As for Shevardnadze, it's true enough that he offered nothing to ordinary Georgians, but why should anyone think that Shevardnadze's presumed successor, Saakashvili, will offer Georgians relief from grinding poverty, freedom from being exploited by corporate interests, or will wrest the political system from the hands of US-funded NGO's and George Soros and put it into the hands of Georgians, where it belongs? He's backed by the same forces that originally backed Shevardnadze, he's committed to the same policies of "economic reform" that plunged Georgia into the depths of poverty, and he's only different in pledging his heart exclusively to corporate America, and to his patron George Soros. A velvet revolution? There has been no revolution. All that's happened is that head office has fired the old branch manager and replaced him with a new one who's just as keen to see to it that the employees get screwed.
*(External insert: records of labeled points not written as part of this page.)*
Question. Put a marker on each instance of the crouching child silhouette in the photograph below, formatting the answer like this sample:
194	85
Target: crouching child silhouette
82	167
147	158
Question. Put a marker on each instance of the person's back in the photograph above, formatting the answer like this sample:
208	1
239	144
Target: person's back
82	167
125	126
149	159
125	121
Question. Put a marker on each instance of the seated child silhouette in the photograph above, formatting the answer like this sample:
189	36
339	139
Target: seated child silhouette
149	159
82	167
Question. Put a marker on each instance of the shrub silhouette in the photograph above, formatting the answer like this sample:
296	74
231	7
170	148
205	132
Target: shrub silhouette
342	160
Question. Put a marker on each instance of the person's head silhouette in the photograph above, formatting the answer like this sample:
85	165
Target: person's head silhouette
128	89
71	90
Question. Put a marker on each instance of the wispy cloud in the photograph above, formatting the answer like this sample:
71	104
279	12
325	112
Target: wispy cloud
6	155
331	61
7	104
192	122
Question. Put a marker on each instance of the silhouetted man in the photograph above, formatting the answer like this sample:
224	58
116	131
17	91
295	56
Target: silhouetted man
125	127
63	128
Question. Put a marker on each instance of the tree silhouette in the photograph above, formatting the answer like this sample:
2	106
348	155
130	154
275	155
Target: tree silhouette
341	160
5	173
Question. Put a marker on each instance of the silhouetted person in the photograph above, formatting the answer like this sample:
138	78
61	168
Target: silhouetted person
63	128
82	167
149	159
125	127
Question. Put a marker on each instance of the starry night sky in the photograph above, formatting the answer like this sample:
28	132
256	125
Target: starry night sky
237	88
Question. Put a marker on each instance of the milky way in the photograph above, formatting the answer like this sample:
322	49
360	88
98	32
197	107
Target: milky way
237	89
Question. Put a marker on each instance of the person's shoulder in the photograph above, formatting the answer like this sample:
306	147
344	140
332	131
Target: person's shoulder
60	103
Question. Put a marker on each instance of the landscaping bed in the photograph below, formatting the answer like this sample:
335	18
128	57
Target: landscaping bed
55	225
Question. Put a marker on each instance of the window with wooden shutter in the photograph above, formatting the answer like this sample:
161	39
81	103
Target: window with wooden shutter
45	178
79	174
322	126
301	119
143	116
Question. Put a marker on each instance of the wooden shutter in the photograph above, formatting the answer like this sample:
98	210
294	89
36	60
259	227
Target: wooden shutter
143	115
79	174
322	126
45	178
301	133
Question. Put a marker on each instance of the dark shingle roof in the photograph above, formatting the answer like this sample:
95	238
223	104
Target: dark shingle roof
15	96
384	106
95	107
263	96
Which brings me back to Bush. It's true enough he's offered nothing to ordinary Americans, but why should anyone think that a Democrat successor (if, indeed, there is one) will offer Americans freedom from being exploited by corporate interests, or will wrest the political system from the hands of corporate America and put it into the hands of Americans, where it belongs? A Democrat will be backed by the same forces that backed Bush, will be committed to the same pro-corporate policies, and will only be different in pledging his heart to George Soros, who's spending liberally on Democrat candidates because he wants Bush out. All that will happen is that the old manager will have been replaced by a new one who's just as keen to see to it that the employees get screwed. Different head, same dick.


1. British Helsinki Human Rights Group, "Georgia 2001, Twilight of Shevardnadze Era: A New Beginning or Rejuvenation of the Regime," November 25, 2001. http://www.bhhrg.org/CountryReport.asp?ReportID=56&CountryID=10

2. Blum, William, Rogue State: A Guide to the World's Only Superpower, Common Courage Press, 2000.
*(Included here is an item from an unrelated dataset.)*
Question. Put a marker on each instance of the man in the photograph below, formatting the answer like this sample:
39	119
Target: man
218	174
3. "UN report says one billion suffer extreme poverty," World Socialist Web Site, July 28, 2003.

4. Georgia 2001

5. UN report says

6. "Politics, pipelines converge in Georgia," The Globe and Mail, November 24, 2003.

7. "Georgia revolt carried mark of Soros," The Globe and Mail, November 26, 2003.

8. Georgia 2001

9. Politics, pipelines

10. Ibid.

11. Ibid.

12. "Ousting Shevardnadze," The Globe and Mail, November 25, 2003.